Бриошь
Китайцы полагают (некоторые китайцы полагали, отдельные полагают так до сих пор), что каждая новая вещь, появляясь на земле, отображает на небе свой архетип. У Кого-то или у Чего-то теперь есть архетип меча, архетип стола, архетип пиндарической оды, архетип силлогизма, архетип песочных часов, архетип механических часов, архетип карты, архетип телескопа, архетип весов. Спиноза утверждал, что всякая вещь стремится к сохранению своего бытия: тигр желает быть тигром, а камень – камнем. Сам я заметил, что всякая вещь стремится к тому, чтобы стать собственным архетипом, – и иногда это получается. Достаточно влюбиться, чтобы решить, что другой – или другая – уже не человек, а архетип. Эту большую бриошь Мария Кодама купила в кондитерской «Aux Brioches de la Lune»[7]

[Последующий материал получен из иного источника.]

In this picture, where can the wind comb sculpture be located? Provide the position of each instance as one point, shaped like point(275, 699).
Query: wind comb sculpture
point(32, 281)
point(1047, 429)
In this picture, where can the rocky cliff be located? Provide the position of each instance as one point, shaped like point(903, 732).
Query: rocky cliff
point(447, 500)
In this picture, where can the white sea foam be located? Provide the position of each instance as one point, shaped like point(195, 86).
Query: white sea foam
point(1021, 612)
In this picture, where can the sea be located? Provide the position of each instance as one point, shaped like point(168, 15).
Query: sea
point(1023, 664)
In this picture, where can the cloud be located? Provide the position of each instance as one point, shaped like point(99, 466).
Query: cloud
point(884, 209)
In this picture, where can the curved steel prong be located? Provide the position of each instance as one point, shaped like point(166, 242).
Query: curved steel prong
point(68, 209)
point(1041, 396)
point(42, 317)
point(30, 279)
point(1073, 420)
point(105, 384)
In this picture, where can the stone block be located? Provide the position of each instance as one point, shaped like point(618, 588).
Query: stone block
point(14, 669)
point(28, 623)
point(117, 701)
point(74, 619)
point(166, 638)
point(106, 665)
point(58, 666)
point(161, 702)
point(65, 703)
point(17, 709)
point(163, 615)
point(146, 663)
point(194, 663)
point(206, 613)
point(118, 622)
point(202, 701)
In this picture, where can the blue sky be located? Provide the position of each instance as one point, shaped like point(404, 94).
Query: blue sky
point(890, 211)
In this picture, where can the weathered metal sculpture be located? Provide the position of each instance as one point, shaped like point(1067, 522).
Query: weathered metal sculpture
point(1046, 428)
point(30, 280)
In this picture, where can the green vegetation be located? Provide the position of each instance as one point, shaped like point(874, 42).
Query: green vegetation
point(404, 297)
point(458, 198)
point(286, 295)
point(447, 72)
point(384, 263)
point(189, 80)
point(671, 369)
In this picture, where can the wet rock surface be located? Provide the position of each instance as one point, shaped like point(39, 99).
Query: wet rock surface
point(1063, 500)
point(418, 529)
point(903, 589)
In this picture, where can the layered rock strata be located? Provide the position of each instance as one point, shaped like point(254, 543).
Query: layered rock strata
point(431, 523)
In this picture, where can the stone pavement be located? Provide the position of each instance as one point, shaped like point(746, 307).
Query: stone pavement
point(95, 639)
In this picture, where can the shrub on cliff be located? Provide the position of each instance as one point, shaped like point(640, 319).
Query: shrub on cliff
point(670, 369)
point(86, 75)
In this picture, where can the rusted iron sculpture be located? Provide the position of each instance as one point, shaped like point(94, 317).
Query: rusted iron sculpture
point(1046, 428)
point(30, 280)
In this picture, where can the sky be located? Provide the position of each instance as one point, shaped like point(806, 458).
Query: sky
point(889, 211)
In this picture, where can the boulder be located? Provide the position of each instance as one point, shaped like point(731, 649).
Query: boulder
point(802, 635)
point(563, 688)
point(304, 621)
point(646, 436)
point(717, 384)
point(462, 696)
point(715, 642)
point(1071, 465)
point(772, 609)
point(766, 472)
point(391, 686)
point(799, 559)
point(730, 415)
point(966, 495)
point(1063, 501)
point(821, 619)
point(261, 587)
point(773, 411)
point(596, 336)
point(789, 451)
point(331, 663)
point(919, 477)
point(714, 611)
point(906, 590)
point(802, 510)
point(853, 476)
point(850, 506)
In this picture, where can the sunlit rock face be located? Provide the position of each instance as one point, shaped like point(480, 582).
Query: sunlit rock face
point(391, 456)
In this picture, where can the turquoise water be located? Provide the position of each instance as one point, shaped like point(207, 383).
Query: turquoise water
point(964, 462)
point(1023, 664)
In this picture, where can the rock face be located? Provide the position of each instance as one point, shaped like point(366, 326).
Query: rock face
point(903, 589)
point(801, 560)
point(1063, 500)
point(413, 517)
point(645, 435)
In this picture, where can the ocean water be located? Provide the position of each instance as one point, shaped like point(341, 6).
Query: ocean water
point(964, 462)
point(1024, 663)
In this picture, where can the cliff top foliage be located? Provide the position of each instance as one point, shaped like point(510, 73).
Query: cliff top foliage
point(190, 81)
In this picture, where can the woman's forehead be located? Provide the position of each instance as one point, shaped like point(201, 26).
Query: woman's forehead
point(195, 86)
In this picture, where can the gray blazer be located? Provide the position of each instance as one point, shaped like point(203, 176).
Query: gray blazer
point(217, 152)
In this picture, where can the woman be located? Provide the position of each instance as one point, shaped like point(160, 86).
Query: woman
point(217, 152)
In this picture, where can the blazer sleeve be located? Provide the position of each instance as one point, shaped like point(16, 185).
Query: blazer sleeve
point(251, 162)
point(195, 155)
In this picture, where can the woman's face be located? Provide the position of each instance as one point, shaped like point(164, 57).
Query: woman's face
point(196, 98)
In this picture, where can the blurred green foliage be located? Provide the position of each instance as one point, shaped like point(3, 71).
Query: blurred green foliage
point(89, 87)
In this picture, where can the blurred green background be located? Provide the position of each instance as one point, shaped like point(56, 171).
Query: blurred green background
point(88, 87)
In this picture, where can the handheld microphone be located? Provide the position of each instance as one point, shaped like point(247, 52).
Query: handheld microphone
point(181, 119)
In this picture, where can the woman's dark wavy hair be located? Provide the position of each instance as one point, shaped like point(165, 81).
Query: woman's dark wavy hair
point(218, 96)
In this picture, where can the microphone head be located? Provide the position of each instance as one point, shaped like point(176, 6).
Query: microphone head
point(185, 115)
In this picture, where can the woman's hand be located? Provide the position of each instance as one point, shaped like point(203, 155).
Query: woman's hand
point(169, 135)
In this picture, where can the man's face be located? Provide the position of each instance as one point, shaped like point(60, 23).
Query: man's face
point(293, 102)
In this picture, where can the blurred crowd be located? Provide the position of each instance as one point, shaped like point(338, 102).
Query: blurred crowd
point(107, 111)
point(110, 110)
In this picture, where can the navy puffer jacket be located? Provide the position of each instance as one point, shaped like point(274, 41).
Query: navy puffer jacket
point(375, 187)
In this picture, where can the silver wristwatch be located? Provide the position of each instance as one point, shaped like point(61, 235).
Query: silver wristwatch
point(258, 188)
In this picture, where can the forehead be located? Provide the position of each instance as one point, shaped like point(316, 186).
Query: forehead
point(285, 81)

, принесла мне в отель и сказала, что это – Архетип. Я сразу же понял, что она права. Взгляните на фотографию и судите сами.Памятник
Принято думать, что скульптор рыщет в поисках темы, но такая мысленная охота – занятие не столько для художника, сколько для фокусника. Правдоподобней предположить, что художник – это человек, который неожиданно прозревает. Ведь для того, чтобы не видеть, не обязательно быть слепым или закрывать глаза: многое видишь по памяти, так же как думаешь по памяти, повторяя привычные образы или привычные мысли. Я уверен, что художник, имени которого я не запомнил, вдруг увидел то, чего с начала мира не видел ни один живущий. Он увидел пуговицу. Увидел это повседневное приспособление, доставляющее столько трудов пальцам, и понял: чтобы передать откровение, явившееся ему в образе этой простейшей мелочи, нужно увеличить ее до невероятных размеров и создать огромный светлый круг, который мы и видим теперь на этой странице и в центре одной из площадей Филадельфии.
Эпидавр
Как тому, кто смотрит на битву издали, как тому, кто втягивает соленый воздух, и слышит работу волн, и предчувствует море, как тому, кто открывает для себя страну или книгу, мне позавчерашним вечером посчастливилось оказаться на представлении «Прикованного Прометея» в высоком театре Эпидавра. Я, совсем как Шекспир, не знаю греческого, за исключением множества слов, обозначающих инструменты и науки, неведомые грекам. Вначале я попробовал вспомнить испанские переводы трагедии, которые читал больше полувека назад. Потом подумал о Гюго, о Шелли, о какой-то гравюре прикованного к скале титана. Потом попытался разобрать то одно слово, то другое. Подумал о мифе, который стал частью общей памяти человечества. И тут, неожиданно и вопреки всему, меня захватила двойная музыка оркестра и языка, чьего смысла я не понимал, но чью древнюю страсть почувствовал.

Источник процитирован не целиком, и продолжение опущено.